Mırrrr dedi tekrar siyah kedi. Bir çırpıda kaseyi içiverdi. Küçük kız baka kaldı, ama aldırmadı. Kovalasaydı siyah kediyi, belki de bıcır ile kavga edecek ve bıcır zarar görecekti. Gönlü elvermedi. Süt ona da bıcır’a da yeterdi nasılsa...
Boşalan süt kasesini tekrar doldurdu, koydu bıcır’ın önüne.
Süt bitti, bıcır halinden memnun kıvrıldı yerine...
O da içi rahat, merdivenleri çıktı tekrar, soğumaya yüz tutmuş köftelerinin başındaydı yine.
-Anne biliyormusun ben hiç kavga etmeyeceğim.
-Nerdden çıktı şimdi bu kızım?
-Büyüyünce, evlenince. Şimdi bıcıra süt verirken başka bir kedi geldi. Ben olmasaydım kavga edip parçalayacaklardı birbirini. Süt ona da Bıcır’a da yetti aslında. Dertleri neydi ki, canları yanacaktı boşuboluna.

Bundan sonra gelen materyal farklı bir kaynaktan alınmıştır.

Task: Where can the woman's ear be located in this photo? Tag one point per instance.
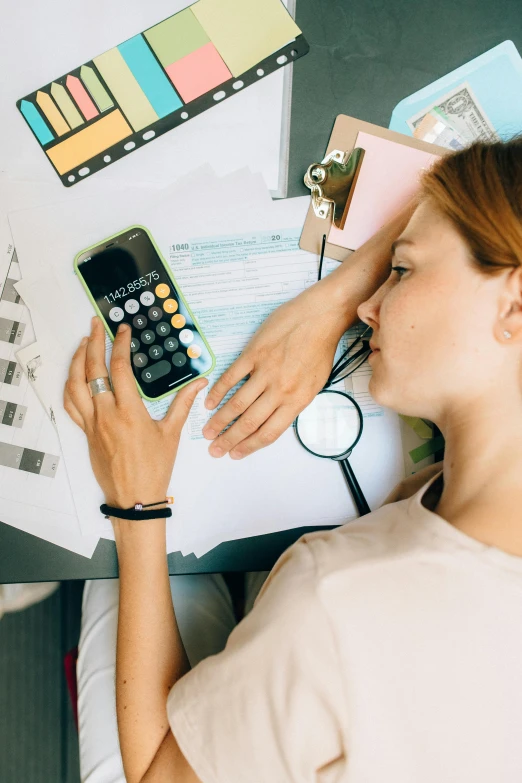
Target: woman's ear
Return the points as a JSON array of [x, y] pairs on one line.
[[509, 322]]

Sustu genç kadın. Biraz evvel olanları hissetti mi ne diye geçirdi içinden.
Annesi ile birlikte yemeklerini bitirmek üzereydiler ki aklına geldi müjdesi.
-Anneciğim dedi, matematik son yazılımızı okumuş öğretmenimiz, en yüksek puanı ben almışım sınıfta biliyormusun. Bir de okul girişindeki şeref listesine adımı yazmışlar yine. Resmim de var en üst sırada.
-Afferin benim akıllı kızım diye yerinden kalktı annesi, okşadı kızının başını. Haftasonu da karneni alacaksın oh ne güzel gelsin tatil....
-Evet anne, gideceğiz dimi tatile, Bodruma?
Sustu annesi, biraz evvel de kocasıyla bu yüzden tartışmışlardı ya, nasıl söyleyecekti kızına gidemeyeceklerini.
-Merdivenlerde Hacer teyzeyi gördüm, sana selam söyledi. Annen bana uğrasın dedi. Hastaydı galiba, uğra anne gecikme olurmu?
-Tamam canımın içi uğrarım ben...
Hafta sonu karne ile sevinçle geldi eve, bekledikleri gibiydi. Bir de not iliştirmişlerdi Takdir belgesine.
"Derslerinde başarılı, güzel huylu örnek bir evlat yetiştirdiğiniz için anne-babayı kutlarız"
Notlardan, başarılardan daha önemliydi bu söz anne için.
Kızına sarıldı,diz çöktü, eğildi, yanaklarından öptü, öptü, öptü.
Bir yandan da yanağından süzülen iki damla yaşı siliyordu.
-Sevinç gözyaşlarım bunlar benim dedi. Gülümsedi.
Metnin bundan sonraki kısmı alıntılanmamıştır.